Facebook activist Nguyen Duc Hung’s family say he was denied visitors and they only found out about his five-and-a-half-year sentence from state media the day after it was handed down.
Hung’s posts aimed to raise awareness of an environmental disaster in his hometown of Ky Anh. The Hung Nghiep Formosa Ha Tinh steel factory discharged chemical waste into the sea and environmentalists say the effects are still being felt by the residents.
His social media posts did not focus solely on the disaster in his home town. He told his 9,000-plus followers about cases of social injustice and human rights abuses. He also focused on religious freedom, posting comments about the case of Thien An Monastery in which the provincial government of Thua Thien Hue “borrowed” land from the religious facility.
Hung was convicted of “conducting anti-state propaganda” under Article 117 of the criminal code.
The indictment said Hung’s actions directly affected the implementation of the Party’s guidelines and policies, the State’s laws, and the strength of the people’s government, divided national unity, reduced the people’s trust in the Party and State, and potentially caused national insecurity and disorder.
While the court claimed it was a public criminal trial Hung’s family said they heard nothing from the police or the court.
“When they carried out the trial, my family did not know,” Hung’s father Nguyen Van Sen told RFA.
“I phoned the detention center and was told that the trial had been carried out the day before. When I asked why they didn’t notify my family, the police said the family was not involved.”
Sen got the same response when the called the provincial police’s investigative department.
According to a lawyer who has defended many similar trials Hung’s case is not uncommon. Ha Huy Son said the court does not have to notify the family or invite them to the trial. He said Criminal Procedure Code 2015 only stipulates telling the family the person is in custody, or has been arrested in the case of an urgent arrest. It is only necessary to tell the defense lawyer, the victim and any other parties involved at least 10 days before the trial.
Hung is the sixth Facebooker this year to be convicted of “conducting propaganda against the state.” The others received sentences of between five and eight years.
Hung, 31, was arrested on Jan. 6 this year and has been held incommunicado since then. His father said, despite repeated trips to the detention center, the family was not allowed to see him.
The family did not hire a defense lawyer and Sen said he did not know if one was present at the trial. Sen did not want to comment on the sentence, other than saying he hoped it would be reduced because Hung’s wife had left him to raise their two primary school children.
State media did not mention whether Hung had a lawyer, only saying he had pleaded guilty and asked for leniency.
RFA called the People’s Court of Ha Tinh province but no-one replied
Communist Party paranoia
“Given the worsening situation for activists and human rights defenders in Vietnam, it was sadly just a matter of time before Nguyen Duc Hung got arrested,” said Human Rights Watch Deputy Asia Director Phil Robertson.
“It’s become obvious that the Vietnam Communist Party is so paranoid about dissenting views that it considers mere writing of words online to be a threat to state security.
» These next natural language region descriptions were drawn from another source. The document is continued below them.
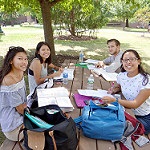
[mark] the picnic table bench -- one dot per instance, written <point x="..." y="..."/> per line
<point x="80" y="82"/>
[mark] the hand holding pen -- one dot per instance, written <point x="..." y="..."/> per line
<point x="111" y="89"/>
<point x="100" y="64"/>
<point x="115" y="88"/>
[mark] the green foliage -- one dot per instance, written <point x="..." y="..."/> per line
<point x="122" y="10"/>
<point x="81" y="14"/>
<point x="143" y="15"/>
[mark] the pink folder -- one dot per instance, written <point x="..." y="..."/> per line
<point x="79" y="99"/>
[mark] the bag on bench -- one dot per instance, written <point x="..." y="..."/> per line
<point x="102" y="122"/>
<point x="47" y="128"/>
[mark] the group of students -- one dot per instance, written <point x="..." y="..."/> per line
<point x="13" y="98"/>
<point x="132" y="81"/>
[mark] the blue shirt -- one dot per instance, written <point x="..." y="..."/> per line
<point x="10" y="97"/>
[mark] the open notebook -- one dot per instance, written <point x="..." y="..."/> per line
<point x="58" y="96"/>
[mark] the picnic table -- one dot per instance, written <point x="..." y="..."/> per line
<point x="80" y="82"/>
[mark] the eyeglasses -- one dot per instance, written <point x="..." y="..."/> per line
<point x="132" y="59"/>
<point x="13" y="48"/>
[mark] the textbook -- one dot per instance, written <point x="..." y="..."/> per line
<point x="58" y="96"/>
<point x="106" y="75"/>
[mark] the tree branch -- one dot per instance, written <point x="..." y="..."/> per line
<point x="53" y="2"/>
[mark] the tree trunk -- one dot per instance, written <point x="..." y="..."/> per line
<point x="47" y="25"/>
<point x="127" y="23"/>
<point x="72" y="26"/>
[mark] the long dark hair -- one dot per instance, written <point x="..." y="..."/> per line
<point x="140" y="69"/>
<point x="6" y="66"/>
<point x="39" y="45"/>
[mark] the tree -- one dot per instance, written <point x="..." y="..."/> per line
<point x="79" y="15"/>
<point x="143" y="15"/>
<point x="45" y="7"/>
<point x="124" y="10"/>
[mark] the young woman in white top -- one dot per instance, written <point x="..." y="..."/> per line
<point x="134" y="83"/>
<point x="13" y="92"/>
<point x="38" y="70"/>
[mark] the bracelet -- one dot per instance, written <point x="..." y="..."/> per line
<point x="117" y="99"/>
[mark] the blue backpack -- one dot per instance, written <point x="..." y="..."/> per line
<point x="102" y="122"/>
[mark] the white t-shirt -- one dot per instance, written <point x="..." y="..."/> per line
<point x="130" y="87"/>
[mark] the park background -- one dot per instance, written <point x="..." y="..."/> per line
<point x="95" y="21"/>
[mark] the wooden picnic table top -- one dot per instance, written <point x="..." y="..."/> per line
<point x="80" y="82"/>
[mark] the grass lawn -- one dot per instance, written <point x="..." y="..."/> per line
<point x="28" y="37"/>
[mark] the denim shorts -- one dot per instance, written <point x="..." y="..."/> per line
<point x="145" y="120"/>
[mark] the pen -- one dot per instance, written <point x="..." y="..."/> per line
<point x="112" y="86"/>
<point x="54" y="70"/>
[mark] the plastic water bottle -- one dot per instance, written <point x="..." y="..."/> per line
<point x="81" y="55"/>
<point x="90" y="82"/>
<point x="65" y="76"/>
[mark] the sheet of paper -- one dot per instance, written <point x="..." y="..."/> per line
<point x="92" y="61"/>
<point x="43" y="101"/>
<point x="52" y="92"/>
<point x="70" y="74"/>
<point x="106" y="75"/>
<point x="58" y="96"/>
<point x="62" y="101"/>
<point x="91" y="66"/>
<point x="95" y="93"/>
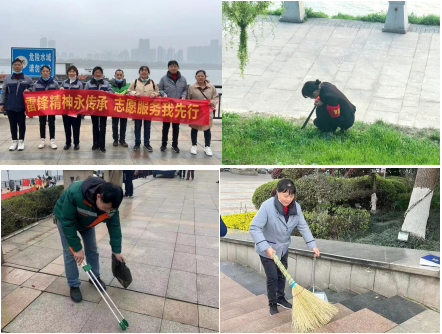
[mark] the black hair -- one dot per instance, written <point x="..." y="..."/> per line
<point x="45" y="66"/>
<point x="97" y="68"/>
<point x="142" y="68"/>
<point x="283" y="186"/>
<point x="309" y="87"/>
<point x="111" y="193"/>
<point x="173" y="62"/>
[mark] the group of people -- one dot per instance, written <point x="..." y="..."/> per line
<point x="173" y="85"/>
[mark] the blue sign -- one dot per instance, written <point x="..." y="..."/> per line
<point x="33" y="59"/>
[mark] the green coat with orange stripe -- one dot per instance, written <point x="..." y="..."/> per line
<point x="77" y="211"/>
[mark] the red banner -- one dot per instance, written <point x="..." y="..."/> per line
<point x="99" y="103"/>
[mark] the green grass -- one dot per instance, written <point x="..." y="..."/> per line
<point x="275" y="140"/>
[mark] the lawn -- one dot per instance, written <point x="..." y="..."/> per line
<point x="263" y="140"/>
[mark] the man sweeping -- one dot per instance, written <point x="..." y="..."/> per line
<point x="79" y="209"/>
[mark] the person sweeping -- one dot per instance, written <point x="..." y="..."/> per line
<point x="333" y="109"/>
<point x="271" y="229"/>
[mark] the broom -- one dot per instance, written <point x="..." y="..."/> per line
<point x="308" y="311"/>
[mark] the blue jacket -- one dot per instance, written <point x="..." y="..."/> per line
<point x="12" y="92"/>
<point x="269" y="227"/>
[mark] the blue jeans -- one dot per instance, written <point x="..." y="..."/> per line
<point x="90" y="250"/>
<point x="138" y="123"/>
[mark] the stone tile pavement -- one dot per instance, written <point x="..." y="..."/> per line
<point x="392" y="77"/>
<point x="171" y="245"/>
<point x="119" y="155"/>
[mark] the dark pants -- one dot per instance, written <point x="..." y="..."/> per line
<point x="275" y="279"/>
<point x="43" y="120"/>
<point x="72" y="127"/>
<point x="207" y="136"/>
<point x="123" y="124"/>
<point x="138" y="124"/>
<point x="175" y="133"/>
<point x="99" y="130"/>
<point x="17" y="119"/>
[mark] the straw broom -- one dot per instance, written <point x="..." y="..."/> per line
<point x="308" y="312"/>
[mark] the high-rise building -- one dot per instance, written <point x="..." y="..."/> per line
<point x="43" y="42"/>
<point x="144" y="47"/>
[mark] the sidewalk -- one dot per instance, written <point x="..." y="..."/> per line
<point x="171" y="245"/>
<point x="119" y="155"/>
<point x="392" y="77"/>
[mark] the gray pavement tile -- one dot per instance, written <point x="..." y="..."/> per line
<point x="182" y="286"/>
<point x="60" y="319"/>
<point x="168" y="326"/>
<point x="182" y="312"/>
<point x="103" y="321"/>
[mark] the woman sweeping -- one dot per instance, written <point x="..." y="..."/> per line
<point x="271" y="229"/>
<point x="333" y="109"/>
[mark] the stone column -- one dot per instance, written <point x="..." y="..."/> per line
<point x="397" y="18"/>
<point x="294" y="11"/>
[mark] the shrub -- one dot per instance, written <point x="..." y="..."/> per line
<point x="36" y="204"/>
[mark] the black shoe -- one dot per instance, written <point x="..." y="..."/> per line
<point x="284" y="303"/>
<point x="76" y="295"/>
<point x="99" y="281"/>
<point x="273" y="309"/>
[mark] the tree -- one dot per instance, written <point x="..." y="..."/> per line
<point x="418" y="210"/>
<point x="237" y="17"/>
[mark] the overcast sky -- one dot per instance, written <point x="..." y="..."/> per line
<point x="84" y="27"/>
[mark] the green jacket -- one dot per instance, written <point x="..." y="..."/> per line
<point x="122" y="90"/>
<point x="77" y="211"/>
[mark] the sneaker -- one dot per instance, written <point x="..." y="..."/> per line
<point x="208" y="151"/>
<point x="21" y="145"/>
<point x="148" y="148"/>
<point x="101" y="283"/>
<point x="273" y="309"/>
<point x="76" y="295"/>
<point x="14" y="145"/>
<point x="53" y="145"/>
<point x="284" y="303"/>
<point x="42" y="143"/>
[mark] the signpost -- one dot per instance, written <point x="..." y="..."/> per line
<point x="33" y="59"/>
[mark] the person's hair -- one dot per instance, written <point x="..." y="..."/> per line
<point x="283" y="186"/>
<point x="110" y="193"/>
<point x="45" y="66"/>
<point x="72" y="68"/>
<point x="309" y="87"/>
<point x="173" y="62"/>
<point x="97" y="68"/>
<point x="144" y="67"/>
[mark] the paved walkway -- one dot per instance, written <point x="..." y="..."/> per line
<point x="392" y="77"/>
<point x="171" y="245"/>
<point x="119" y="155"/>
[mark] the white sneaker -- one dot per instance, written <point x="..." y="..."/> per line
<point x="42" y="143"/>
<point x="14" y="145"/>
<point x="21" y="145"/>
<point x="208" y="150"/>
<point x="53" y="145"/>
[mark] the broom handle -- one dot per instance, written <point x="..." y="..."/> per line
<point x="284" y="270"/>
By giving out a five-and-a-half-year prison sentence for just writing criticism of the government on Facebook, the government has committed an outrageous and unacceptable violation of Nguyen Duc Thung’s rights. In reality, he did nothing that would have been considered wrong, or even out of the ordinary, if he was in a democratic society, but of course he is stuck living under a single party dictatorship.”
Roberts said Vietnam’s crackdown on freedom of expression means no peaceful activist can spread his views via social media without facing what he called “bogus state security charges” and many years in prison.
“Quite clearly, Vietnam has become one of the worst rights abusing and dictatorial governments in Southeast Asia and now it wants to control the Internet as strictly as China. Any government donor or international business investor should think twice about investing in a country like Vietnam where freedom of expression and access to information is so strictly controlled,” Robertson said.